"I will search for you through 1000 worlds and 10000 lifetimes!"
If it weren't for the title I would have never guessed this film was about 47 Ronin (47 disgraced samurais who have failed their master), because we barely get some character development from two of them (and one technically isn't a ronin). The rest of the Ronin are simply placed in the background for the action scenes, but they are completely ignored. Something similar happened in 300, but at least that film had incredible action scenes and a memorable lead performance from Gerard Butler who engaged its audience. It's not the case here with Keanu Reeves and Hiroyuki Sanada who fail to draw us into their world. This hurts the action scenes because we never really care for the outcome of these men. When I first saw the poster for 47 Ronin I thought this might be a cool movie, but when I watched the trailer I dropped any expectations I might've had. Not even the cool looking villains in the poster had much screen time and every single character in this film is one dimensional. This was a very dull fantasy film despite its subject matter and its two hour runtime began to take its toll on me considering it was very poorly paced. The film begins with a prologue, setting up the action, but I really don't know when the prologue ended and when the actual story began because it took forever to set up the plot. It's a shame this film was so poorly realized because first time director, Carl Rinsch, was given a huge budget to work with. Despite the gorgeous landscape there was nothing extraordinary about the action scenes and this is one of those movies that will be quickly forgotten.
Screenwriters Chris Morgan (from the Fast and Furious franchise) and Hossein Amini (Drive) based this screenplay on one of Japan's most endearing folktales. The story begins with a prologue explaining the code of the samurai and the feudal situation of ancient Japan. Then we are introduced to Lord Asano (Min Tanaka) of Ako who finds a young half-breed named Kai in the forest and takes him back home. Several years later, Kai (Keanu Reeves), who is now a grown man, continues to serve under Lord Asano helping the samurai led by Oishi (Hiroyuki Sanada) protect Ako from mystic creatures. While hosting a tournament, as a welcoming for the Shogun in Ako, Lord Asano is bewitched into hurting Lord Kira (Tadanobu Asano) of Nagato. Lord Asano didn't realize his actions were induced by a Witch (Rinko Kikuchi) who was on Lord Kira's side, and he is forced to take his own life by the Shogun. The samurais are punished and disgraced to live as ronin outside of Ako and Kai is sold as a slave, while Lord Kira is named ruler of Ako. In order to restore their honor, Kai and the disgraced samurais embark on a dangerous quest to avenge their master's death.
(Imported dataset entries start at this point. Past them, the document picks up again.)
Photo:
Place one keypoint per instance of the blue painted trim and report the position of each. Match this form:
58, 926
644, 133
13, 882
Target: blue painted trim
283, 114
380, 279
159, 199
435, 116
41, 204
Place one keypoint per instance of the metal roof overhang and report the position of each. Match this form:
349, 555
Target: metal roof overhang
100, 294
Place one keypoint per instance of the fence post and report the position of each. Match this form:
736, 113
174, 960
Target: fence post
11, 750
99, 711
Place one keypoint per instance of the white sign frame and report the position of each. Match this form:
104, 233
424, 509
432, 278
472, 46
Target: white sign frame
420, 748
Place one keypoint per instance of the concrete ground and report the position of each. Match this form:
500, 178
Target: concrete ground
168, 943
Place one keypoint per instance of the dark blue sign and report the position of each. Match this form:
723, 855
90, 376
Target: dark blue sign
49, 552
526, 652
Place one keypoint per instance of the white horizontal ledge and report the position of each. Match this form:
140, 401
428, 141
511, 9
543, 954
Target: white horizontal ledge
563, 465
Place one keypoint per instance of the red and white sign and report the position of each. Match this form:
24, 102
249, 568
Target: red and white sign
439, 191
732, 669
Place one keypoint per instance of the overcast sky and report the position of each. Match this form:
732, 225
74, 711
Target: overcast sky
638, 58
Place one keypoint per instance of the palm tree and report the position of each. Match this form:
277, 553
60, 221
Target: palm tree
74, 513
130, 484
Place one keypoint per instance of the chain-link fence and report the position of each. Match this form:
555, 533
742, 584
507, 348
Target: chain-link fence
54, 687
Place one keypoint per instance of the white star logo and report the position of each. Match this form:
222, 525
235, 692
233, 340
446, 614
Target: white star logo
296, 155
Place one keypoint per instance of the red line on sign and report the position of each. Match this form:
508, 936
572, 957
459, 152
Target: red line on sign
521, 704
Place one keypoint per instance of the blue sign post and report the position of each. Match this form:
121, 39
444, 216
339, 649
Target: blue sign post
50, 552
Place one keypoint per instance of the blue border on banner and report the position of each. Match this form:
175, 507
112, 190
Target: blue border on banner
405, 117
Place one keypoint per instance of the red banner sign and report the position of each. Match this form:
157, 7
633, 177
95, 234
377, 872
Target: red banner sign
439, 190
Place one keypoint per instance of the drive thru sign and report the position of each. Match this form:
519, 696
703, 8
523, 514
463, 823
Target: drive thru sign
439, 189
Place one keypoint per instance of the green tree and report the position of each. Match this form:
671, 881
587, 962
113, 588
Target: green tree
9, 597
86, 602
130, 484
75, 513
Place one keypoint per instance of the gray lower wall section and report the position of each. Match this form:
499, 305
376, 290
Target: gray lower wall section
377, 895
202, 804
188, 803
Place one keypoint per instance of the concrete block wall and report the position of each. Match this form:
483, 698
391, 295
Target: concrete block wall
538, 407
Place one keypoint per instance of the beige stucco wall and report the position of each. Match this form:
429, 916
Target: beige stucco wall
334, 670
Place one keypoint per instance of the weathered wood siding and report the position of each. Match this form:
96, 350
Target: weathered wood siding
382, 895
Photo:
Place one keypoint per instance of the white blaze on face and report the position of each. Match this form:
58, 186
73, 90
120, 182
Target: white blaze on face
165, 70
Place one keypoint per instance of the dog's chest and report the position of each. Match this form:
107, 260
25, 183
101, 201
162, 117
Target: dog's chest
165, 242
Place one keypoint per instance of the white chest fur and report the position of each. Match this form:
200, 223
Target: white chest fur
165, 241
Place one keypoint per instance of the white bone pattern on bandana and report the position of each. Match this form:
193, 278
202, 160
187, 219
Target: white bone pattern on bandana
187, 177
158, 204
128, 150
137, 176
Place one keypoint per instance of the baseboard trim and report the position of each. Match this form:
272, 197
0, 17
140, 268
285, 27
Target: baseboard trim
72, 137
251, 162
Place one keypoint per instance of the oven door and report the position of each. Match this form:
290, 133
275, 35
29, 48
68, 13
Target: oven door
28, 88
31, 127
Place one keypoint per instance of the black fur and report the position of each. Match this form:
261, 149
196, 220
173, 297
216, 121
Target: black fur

I'm sorry if the plot description feels a bit rushed and all over the place but that was just the way everything was presented in this film. The characters are one dimensional and the plot simply moves from one sequence to the next without feeling cohesive. This is perhaps why I felt the pace was so tedious because we never get any time to actually get to know any of the characters or their motivations. It doesn't matter how beautiful the landscape or set pieces were, the action scenes simply didn't engage me. Everything about this film felt uninspired and dull. 47 Ronin is a disgrace to Japan's classic legend and I'm sure nobody back home is proud of this film. The critic for Newsday, Rafer Guzman, described this film so well I feel the need to quote him: "47 Ronin would have been more fun if it kept swinging its sword instead of falling on it." Skip this movie, it's not as cool as the poster makes you believe it is.